Cliodhna is now on a mission to raise awareness of the disease and has joined an organisati­on — Rehabilita­tion Associatio­n for Hematopoie­tic Cell Transplant — that works worldwide to improve the quality of life of patients who live with it.

As the family look to the future, events like Christmas and birthdays are as hard as any other day, but they remain strong for Nancy.

“Why would Christmas Day be any different than any other day because he’s not here?” she added. “Christmas was a difficult time for Charlie, a sick kid doesn’t get better just because it’s Christmas Day.”

However, this year a special cake will take centre stage and will be in the form of Gus, a very special cuddly toy which meant a lot to Charlie and is incredibly important to Nancy.

Gus was Charlie’s little Arctic penguin teddy who went with him everywhere, and poignantly accompanie­d him in his coffin.

Now, there is Gus the Second, as Nancy now has one too — and a picture of him has been etched into Charlie’s headstone.

Charlie and his mum would often bake cakes, and one day he asked his mum to create one of Gus, but it didn’t quite work out, so instead they began ordering cakes of Gus for special occasions.

She said: “So for Christmas I have ordered in advance my Gus cake, for Nancy’s point of view, Gus has to be central to whatever the event is.”

And when things get tough, they think of Nancy and try to live through her view of the situation. She said: “It’s awful to lose a child. But I don’t want Nancy to grow up thinking the whole thing fell apart. I want her to know that we were dealt a difficult card but we got on as a family and we made the most of it.”

But they are encouraged by the resolute spirit of their daughter, who is already planning what they can do for Charlie’s birthday in May. She hopes to release balloons in the sky at the graveyard.

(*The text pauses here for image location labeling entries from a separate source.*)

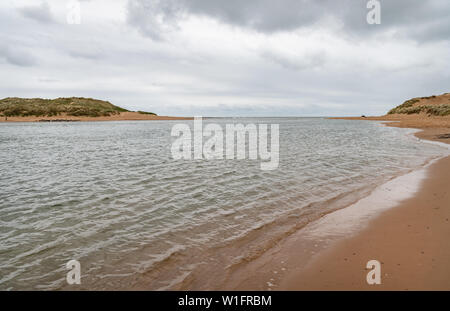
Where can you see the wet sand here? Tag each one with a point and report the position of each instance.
(123, 116)
(410, 240)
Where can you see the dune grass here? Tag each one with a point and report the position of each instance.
(72, 106)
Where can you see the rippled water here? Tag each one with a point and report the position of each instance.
(109, 195)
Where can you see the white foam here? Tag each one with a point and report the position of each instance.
(356, 216)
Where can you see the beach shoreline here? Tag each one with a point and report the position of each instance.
(409, 239)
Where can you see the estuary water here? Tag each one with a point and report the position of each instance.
(110, 195)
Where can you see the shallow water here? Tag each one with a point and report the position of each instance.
(109, 195)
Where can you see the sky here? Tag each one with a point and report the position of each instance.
(227, 58)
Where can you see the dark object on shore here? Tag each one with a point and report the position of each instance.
(58, 120)
(444, 136)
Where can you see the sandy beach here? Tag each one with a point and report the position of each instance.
(123, 116)
(410, 240)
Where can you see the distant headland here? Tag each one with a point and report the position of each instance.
(14, 109)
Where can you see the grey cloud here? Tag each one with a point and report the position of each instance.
(301, 62)
(40, 13)
(421, 20)
(17, 57)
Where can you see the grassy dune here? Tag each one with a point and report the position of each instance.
(72, 106)
(432, 105)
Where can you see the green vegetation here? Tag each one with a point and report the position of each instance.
(73, 106)
(408, 108)
(404, 108)
(145, 112)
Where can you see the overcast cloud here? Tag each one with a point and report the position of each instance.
(217, 58)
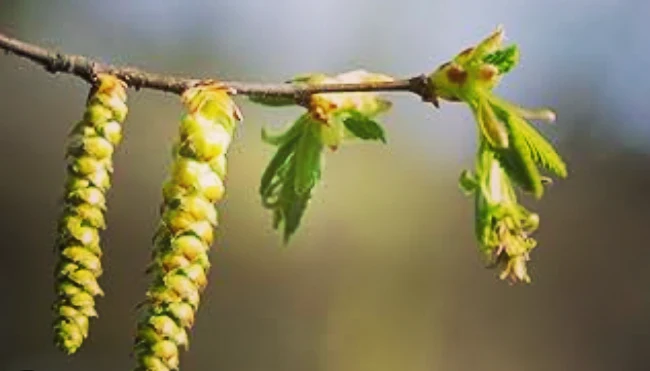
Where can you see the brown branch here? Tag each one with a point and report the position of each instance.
(86, 68)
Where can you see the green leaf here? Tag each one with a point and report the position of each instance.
(467, 182)
(280, 158)
(288, 135)
(361, 125)
(504, 59)
(492, 128)
(271, 100)
(292, 173)
(540, 149)
(517, 160)
(308, 158)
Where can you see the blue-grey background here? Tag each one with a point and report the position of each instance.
(384, 274)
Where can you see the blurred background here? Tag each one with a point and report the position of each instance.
(384, 273)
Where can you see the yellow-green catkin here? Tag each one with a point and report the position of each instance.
(185, 234)
(89, 165)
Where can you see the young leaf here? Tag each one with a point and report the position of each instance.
(295, 169)
(281, 138)
(281, 158)
(493, 129)
(517, 159)
(540, 149)
(308, 158)
(361, 125)
(504, 59)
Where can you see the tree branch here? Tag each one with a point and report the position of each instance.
(86, 68)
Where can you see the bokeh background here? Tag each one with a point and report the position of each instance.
(384, 275)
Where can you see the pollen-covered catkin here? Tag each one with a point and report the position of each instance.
(185, 234)
(89, 165)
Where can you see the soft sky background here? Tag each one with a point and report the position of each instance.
(384, 274)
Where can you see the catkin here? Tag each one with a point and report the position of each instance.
(185, 234)
(89, 166)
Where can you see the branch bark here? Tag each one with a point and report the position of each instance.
(86, 68)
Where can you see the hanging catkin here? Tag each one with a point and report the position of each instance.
(89, 158)
(185, 234)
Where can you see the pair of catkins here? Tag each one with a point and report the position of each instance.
(509, 157)
(185, 233)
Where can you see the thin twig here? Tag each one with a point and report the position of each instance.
(86, 68)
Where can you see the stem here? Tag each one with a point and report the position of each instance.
(86, 68)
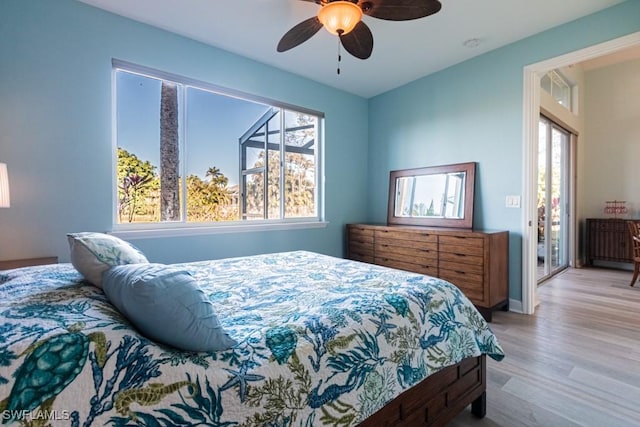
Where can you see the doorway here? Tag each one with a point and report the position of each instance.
(553, 196)
(531, 115)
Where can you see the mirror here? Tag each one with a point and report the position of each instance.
(436, 196)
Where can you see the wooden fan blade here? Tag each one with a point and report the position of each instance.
(299, 34)
(359, 41)
(399, 10)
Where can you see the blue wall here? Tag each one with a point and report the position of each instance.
(473, 112)
(55, 127)
(55, 130)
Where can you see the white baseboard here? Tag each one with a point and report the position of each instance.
(515, 305)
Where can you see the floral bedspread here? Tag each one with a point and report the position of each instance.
(322, 341)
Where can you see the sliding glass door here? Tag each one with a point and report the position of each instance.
(553, 198)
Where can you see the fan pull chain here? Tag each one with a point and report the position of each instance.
(339, 56)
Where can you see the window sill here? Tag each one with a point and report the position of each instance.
(182, 231)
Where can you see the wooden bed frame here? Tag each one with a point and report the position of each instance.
(437, 399)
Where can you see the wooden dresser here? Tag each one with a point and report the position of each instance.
(608, 239)
(475, 261)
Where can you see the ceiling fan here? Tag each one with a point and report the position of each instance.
(343, 18)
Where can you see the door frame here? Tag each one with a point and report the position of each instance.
(531, 114)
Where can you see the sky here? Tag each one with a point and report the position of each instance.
(213, 126)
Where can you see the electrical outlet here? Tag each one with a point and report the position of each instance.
(513, 202)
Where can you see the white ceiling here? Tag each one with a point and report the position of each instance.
(402, 52)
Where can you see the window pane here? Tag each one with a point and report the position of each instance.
(214, 124)
(300, 164)
(223, 155)
(254, 184)
(273, 166)
(138, 136)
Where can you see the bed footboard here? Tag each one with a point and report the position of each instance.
(437, 399)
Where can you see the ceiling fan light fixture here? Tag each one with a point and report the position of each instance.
(340, 17)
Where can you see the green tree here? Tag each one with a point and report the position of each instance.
(210, 199)
(137, 186)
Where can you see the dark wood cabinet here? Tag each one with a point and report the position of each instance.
(608, 239)
(474, 261)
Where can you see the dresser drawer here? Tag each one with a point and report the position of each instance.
(460, 242)
(416, 258)
(460, 266)
(360, 235)
(361, 252)
(422, 250)
(475, 261)
(411, 236)
(429, 270)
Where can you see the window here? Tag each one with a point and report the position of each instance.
(558, 87)
(190, 153)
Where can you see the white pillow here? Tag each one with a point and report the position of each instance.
(94, 253)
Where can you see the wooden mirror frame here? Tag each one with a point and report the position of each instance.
(469, 185)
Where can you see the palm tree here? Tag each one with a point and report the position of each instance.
(169, 153)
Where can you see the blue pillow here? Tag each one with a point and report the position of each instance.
(167, 305)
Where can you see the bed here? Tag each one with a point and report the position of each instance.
(320, 341)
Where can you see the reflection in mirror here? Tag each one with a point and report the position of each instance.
(437, 195)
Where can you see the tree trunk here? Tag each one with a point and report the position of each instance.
(169, 154)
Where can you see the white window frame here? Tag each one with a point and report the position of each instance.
(557, 79)
(184, 228)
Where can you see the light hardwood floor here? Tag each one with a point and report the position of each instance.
(576, 362)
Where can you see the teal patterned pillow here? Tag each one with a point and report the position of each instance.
(94, 253)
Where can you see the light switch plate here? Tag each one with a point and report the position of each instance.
(513, 201)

“We are just trying to remember in the midst of quite a lot of suffering what Charlie stood for — I heard Tyrone GAA manager Mickey Harte at a talk about his daughter Michaela (who died on honeymoon in Mauritius), say: ‘You are better to have loved and lost, than never to have had them in our lives’.

“And I never dreamt that we wouldn’t have him here. I always imagined he’d be bringing girlfriend­s home, he was going to call his kids Johnson and Melania — Johnson after Dr Johnson in the Royal Victoria Hospital, who he loved, and Melania because he thought Donald Trump’s wife’s name is pretty cool. He was going to have two kids and build a house in the back field and I was going to be the child-minder and he was going to have a company called Gus enterprise­s after his teddy.

“He had it all planned and I never thought any of that wouldn’t happen.” Cliodhna added: “As my dad said at his funeral: ‘You haven’t heard the last of Charlie Craig’. And as long as I have breath in my body I will try and do work for him.”